Protein : {A,R,D,C,Q,E,G,H,I,L,K,M,F,P,S,T,W,Y,V,...}
Protein to DNA or RNA is not known to occur in nature, in fact it is
strongly suspected to not occur. This is not permitted to occur according to
the central dogma. There’d be a Nobel Prize for whoever discovered a natural
biological system that accomplished this. It might then be interesting that this
is a common research job. Before genome sequencing was developed and became
relatively cheap, protein sequencing
might have yielded the amino acid sequence of the protein, which would need to
be reverse translated through the genetic code to either get an idea of what
the encoding gene looks like (introns and other gene features are lost data), or
to produce the protein transgenically. Protein sequencing is still an important
part of biological research, predictions made in bioinformatics on genomic
sequences need experimental validation after all. Reverse translation is made
somewhat complicated by the fact that the genetic code is degenerate, meaning
that amino acids may be coded by more than one codon, so there are many
nucleic acid sequences that could hypothetically produce the same protein.
To be brief, the choice of codon can affect how well a sequence is translated
or what other factors may regulate the mRNA; this is an area of active study.
One rudimentary approach to codon optimization is
to calculate the relative frequency of codon usage in an organism’s
protein-encoding genes and choose common codons rather than underrepresented
ones. For the sequence DYR
in the universal genetic code, we would have the
following (brackets indicate choose one) [GAT,GAC][TAT,TAC][CGA,CGC,CGG,CGT,AGA,AGG]
for a total of 2 * 2 * 6 = 24 possible corresponding DNA sequences.

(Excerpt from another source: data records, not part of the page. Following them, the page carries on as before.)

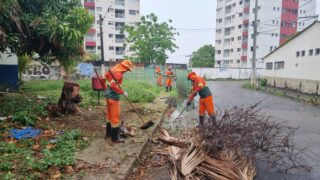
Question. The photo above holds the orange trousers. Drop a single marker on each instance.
(159, 81)
(113, 112)
(169, 82)
(206, 105)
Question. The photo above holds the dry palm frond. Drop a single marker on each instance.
(191, 159)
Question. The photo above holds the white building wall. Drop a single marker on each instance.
(307, 9)
(269, 18)
(108, 9)
(299, 73)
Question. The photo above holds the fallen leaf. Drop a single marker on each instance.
(68, 169)
(50, 146)
(57, 175)
(36, 147)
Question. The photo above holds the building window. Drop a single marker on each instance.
(279, 65)
(99, 9)
(310, 52)
(132, 12)
(90, 48)
(269, 66)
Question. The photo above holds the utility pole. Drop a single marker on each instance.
(254, 54)
(101, 46)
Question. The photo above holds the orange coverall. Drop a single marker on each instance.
(113, 95)
(159, 78)
(206, 103)
(169, 78)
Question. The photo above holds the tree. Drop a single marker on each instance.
(203, 57)
(51, 27)
(150, 40)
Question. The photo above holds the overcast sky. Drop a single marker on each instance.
(187, 14)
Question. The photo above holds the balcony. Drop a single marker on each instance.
(119, 2)
(119, 26)
(246, 21)
(92, 31)
(119, 53)
(246, 9)
(90, 43)
(90, 5)
(244, 46)
(119, 13)
(243, 58)
(245, 33)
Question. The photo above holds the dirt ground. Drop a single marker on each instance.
(102, 159)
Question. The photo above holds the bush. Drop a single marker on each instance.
(141, 92)
(263, 82)
(24, 118)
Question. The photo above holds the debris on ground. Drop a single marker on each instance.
(25, 133)
(242, 138)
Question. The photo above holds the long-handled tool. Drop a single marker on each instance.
(145, 125)
(178, 117)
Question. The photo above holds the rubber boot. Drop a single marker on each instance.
(115, 135)
(108, 130)
(201, 121)
(213, 120)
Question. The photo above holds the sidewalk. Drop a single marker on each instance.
(114, 161)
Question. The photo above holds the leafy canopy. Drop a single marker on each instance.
(203, 57)
(51, 27)
(151, 40)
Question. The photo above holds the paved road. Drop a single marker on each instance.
(306, 117)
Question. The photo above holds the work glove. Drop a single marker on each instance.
(188, 103)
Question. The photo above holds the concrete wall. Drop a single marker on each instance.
(225, 73)
(299, 73)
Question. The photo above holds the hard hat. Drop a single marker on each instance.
(128, 64)
(192, 75)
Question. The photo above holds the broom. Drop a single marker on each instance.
(145, 125)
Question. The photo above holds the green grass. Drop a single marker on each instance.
(260, 88)
(18, 159)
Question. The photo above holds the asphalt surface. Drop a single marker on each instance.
(296, 114)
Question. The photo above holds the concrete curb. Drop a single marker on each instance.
(134, 161)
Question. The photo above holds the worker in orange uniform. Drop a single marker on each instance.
(206, 100)
(170, 76)
(113, 99)
(159, 76)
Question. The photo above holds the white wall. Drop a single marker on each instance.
(307, 67)
(225, 73)
(6, 59)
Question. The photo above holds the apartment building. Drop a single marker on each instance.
(278, 20)
(117, 13)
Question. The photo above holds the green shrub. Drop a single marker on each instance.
(24, 118)
(263, 82)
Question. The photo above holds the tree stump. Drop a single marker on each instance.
(69, 98)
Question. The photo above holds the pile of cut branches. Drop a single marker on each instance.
(257, 137)
(229, 150)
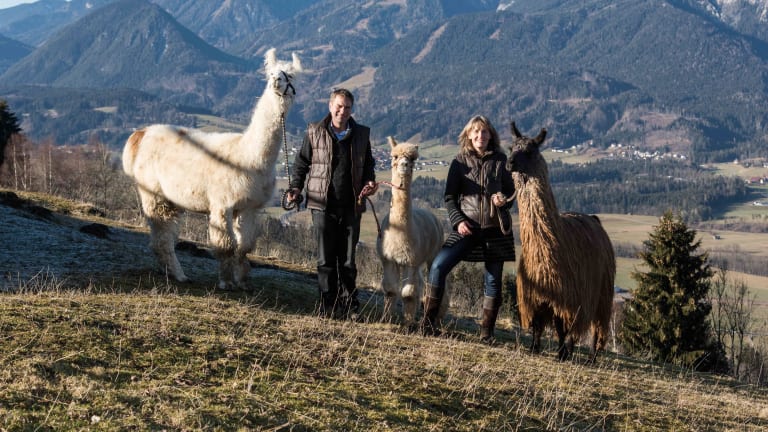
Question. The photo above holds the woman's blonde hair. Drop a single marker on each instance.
(465, 143)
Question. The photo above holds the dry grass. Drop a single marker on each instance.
(140, 354)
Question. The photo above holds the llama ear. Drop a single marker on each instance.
(270, 59)
(515, 132)
(296, 63)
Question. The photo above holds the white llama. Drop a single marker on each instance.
(409, 238)
(229, 176)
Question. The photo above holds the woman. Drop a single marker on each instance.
(478, 193)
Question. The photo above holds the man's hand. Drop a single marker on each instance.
(293, 194)
(369, 189)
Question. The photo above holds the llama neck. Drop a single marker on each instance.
(261, 140)
(400, 213)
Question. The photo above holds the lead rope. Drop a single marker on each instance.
(373, 209)
(284, 202)
(497, 211)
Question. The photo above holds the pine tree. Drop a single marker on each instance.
(667, 318)
(9, 125)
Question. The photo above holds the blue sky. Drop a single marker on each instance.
(8, 3)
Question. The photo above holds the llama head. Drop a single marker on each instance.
(404, 157)
(525, 159)
(280, 74)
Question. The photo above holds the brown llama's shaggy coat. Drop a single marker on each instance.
(567, 267)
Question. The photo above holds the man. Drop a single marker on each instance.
(336, 155)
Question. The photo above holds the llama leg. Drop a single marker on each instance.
(389, 284)
(222, 237)
(564, 341)
(409, 294)
(542, 315)
(537, 328)
(245, 231)
(164, 234)
(162, 218)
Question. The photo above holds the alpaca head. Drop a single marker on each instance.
(404, 157)
(525, 159)
(280, 74)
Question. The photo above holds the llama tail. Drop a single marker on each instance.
(131, 149)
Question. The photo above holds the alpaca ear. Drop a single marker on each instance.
(296, 63)
(270, 58)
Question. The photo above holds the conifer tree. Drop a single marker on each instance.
(9, 125)
(666, 320)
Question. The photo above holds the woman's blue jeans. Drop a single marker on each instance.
(449, 257)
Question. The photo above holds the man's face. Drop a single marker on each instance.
(341, 109)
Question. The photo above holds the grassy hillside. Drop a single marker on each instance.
(131, 350)
(142, 355)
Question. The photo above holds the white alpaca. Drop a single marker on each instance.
(409, 239)
(228, 176)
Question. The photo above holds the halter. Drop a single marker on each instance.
(284, 202)
(287, 87)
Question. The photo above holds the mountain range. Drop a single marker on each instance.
(684, 76)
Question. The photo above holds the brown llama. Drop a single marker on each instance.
(566, 271)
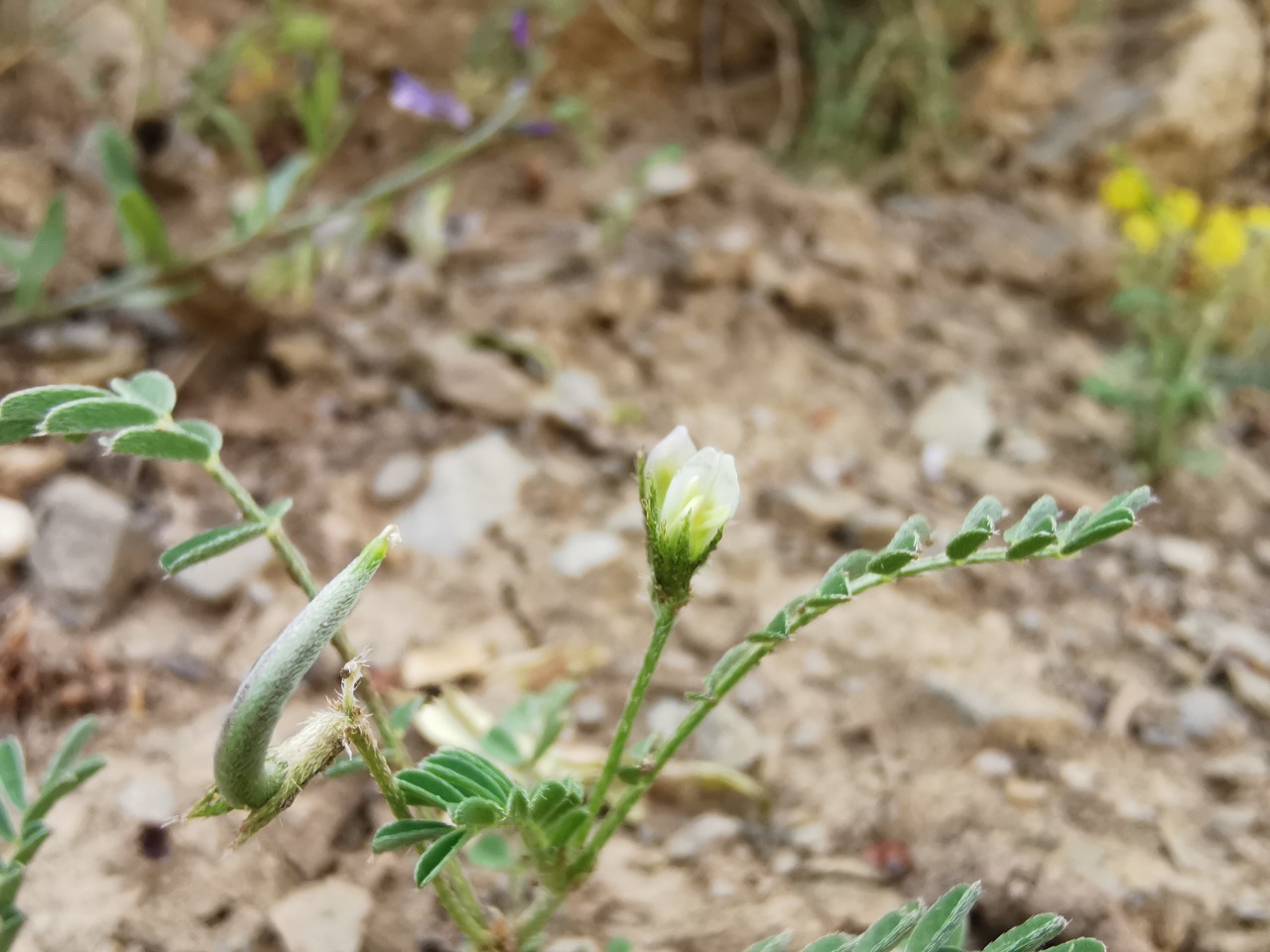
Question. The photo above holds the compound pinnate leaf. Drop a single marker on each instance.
(563, 829)
(833, 942)
(151, 443)
(149, 388)
(476, 814)
(905, 546)
(208, 544)
(492, 852)
(206, 431)
(443, 851)
(774, 943)
(1030, 936)
(943, 919)
(887, 932)
(474, 767)
(426, 788)
(1083, 944)
(979, 526)
(35, 403)
(17, 430)
(96, 416)
(33, 837)
(408, 833)
(13, 772)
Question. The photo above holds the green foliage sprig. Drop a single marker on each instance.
(458, 800)
(22, 817)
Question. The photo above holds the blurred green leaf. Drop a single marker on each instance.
(13, 772)
(36, 403)
(46, 250)
(441, 852)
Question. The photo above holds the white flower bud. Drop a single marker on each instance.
(699, 500)
(667, 458)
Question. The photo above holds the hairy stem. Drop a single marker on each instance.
(299, 571)
(114, 289)
(663, 624)
(584, 864)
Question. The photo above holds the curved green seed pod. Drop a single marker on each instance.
(246, 774)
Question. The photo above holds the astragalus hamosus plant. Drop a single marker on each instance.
(448, 803)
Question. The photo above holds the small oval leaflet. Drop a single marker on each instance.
(151, 443)
(408, 833)
(208, 544)
(1030, 936)
(149, 388)
(943, 919)
(36, 403)
(96, 416)
(436, 856)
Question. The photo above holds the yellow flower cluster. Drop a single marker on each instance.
(1218, 238)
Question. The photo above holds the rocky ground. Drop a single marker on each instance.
(1087, 737)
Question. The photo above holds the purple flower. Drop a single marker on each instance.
(521, 28)
(412, 95)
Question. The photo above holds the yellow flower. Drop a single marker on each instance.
(1222, 243)
(1179, 209)
(1125, 189)
(1257, 217)
(1142, 231)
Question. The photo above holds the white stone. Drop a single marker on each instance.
(325, 916)
(584, 552)
(472, 488)
(17, 531)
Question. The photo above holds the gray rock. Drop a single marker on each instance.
(17, 531)
(472, 488)
(223, 576)
(589, 712)
(585, 551)
(728, 738)
(148, 798)
(87, 551)
(993, 763)
(1207, 714)
(324, 916)
(483, 382)
(707, 829)
(398, 477)
(957, 417)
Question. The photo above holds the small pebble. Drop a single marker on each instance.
(993, 763)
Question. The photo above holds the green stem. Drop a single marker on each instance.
(102, 293)
(666, 613)
(454, 893)
(799, 616)
(299, 571)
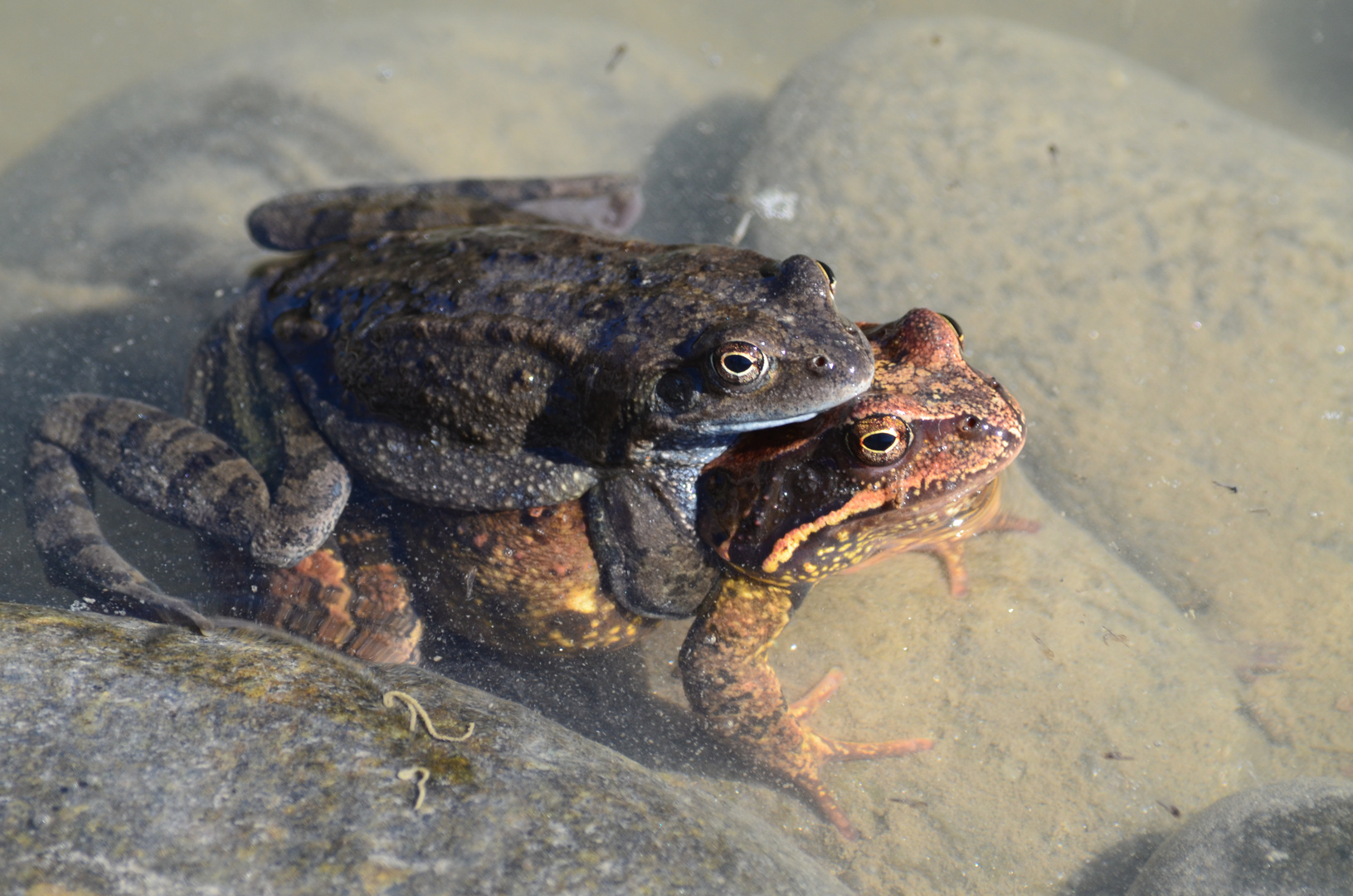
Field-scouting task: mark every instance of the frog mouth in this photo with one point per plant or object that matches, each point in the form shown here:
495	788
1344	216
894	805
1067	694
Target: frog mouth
737	428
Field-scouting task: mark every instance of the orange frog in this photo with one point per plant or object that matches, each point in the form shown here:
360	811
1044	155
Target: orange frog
909	466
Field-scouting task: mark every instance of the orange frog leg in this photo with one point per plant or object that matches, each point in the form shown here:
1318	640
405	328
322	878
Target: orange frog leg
949	548
349	596
737	697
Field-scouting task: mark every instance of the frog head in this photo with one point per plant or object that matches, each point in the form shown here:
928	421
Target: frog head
909	460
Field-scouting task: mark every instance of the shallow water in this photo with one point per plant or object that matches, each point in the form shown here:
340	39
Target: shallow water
1226	673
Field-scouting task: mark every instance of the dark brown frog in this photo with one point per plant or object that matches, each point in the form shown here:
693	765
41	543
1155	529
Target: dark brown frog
909	466
450	345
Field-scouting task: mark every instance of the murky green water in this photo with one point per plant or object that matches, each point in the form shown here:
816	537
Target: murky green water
1164	290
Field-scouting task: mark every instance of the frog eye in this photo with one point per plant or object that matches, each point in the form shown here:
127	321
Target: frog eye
827	270
878	441
958	330
739	363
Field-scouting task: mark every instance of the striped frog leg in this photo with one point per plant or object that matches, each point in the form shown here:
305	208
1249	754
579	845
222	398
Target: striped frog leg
180	473
349	595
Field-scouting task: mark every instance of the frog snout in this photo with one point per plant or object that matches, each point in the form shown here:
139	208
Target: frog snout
820	366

Protein to Protein As mentioned earlier, prions may represent a form of protein sequence modification by other proteins and it is a matter of current some discussion whether or not this is a refutation of the central dogma that excludes protein to protein sequence transferrence. Protein is not replicated from protein, nor is it produced by other means aside from translation.
On a final note
I did not mention that DNA, RNA, and protein can be modified in ways beyond their sequence, but it is very commonly so. In addition they interact with eachother and with various components in their biological system. Much of this is outside the concern of the central dogma, but entirely within our concern as scientists seeking to understand the world. So the central dogma is really a Bio 101 concept, from there we have moved on.
The wonderful and bewildering nature of biology is that it is complex. It is the interplay of numerous agents that gives rise to the diversity of the world in which we live, why biological research remains difficult, why some diseases have no simple cures.
For some further reading on the complexifying factors of general information flow in biology, the following key terms come to mind and in no particular order: epigenetics, intron excision, alternative splicing, RNA editing, RNA silencing, post-translational modification, inteins, riboswitches, horizontal gene transfer.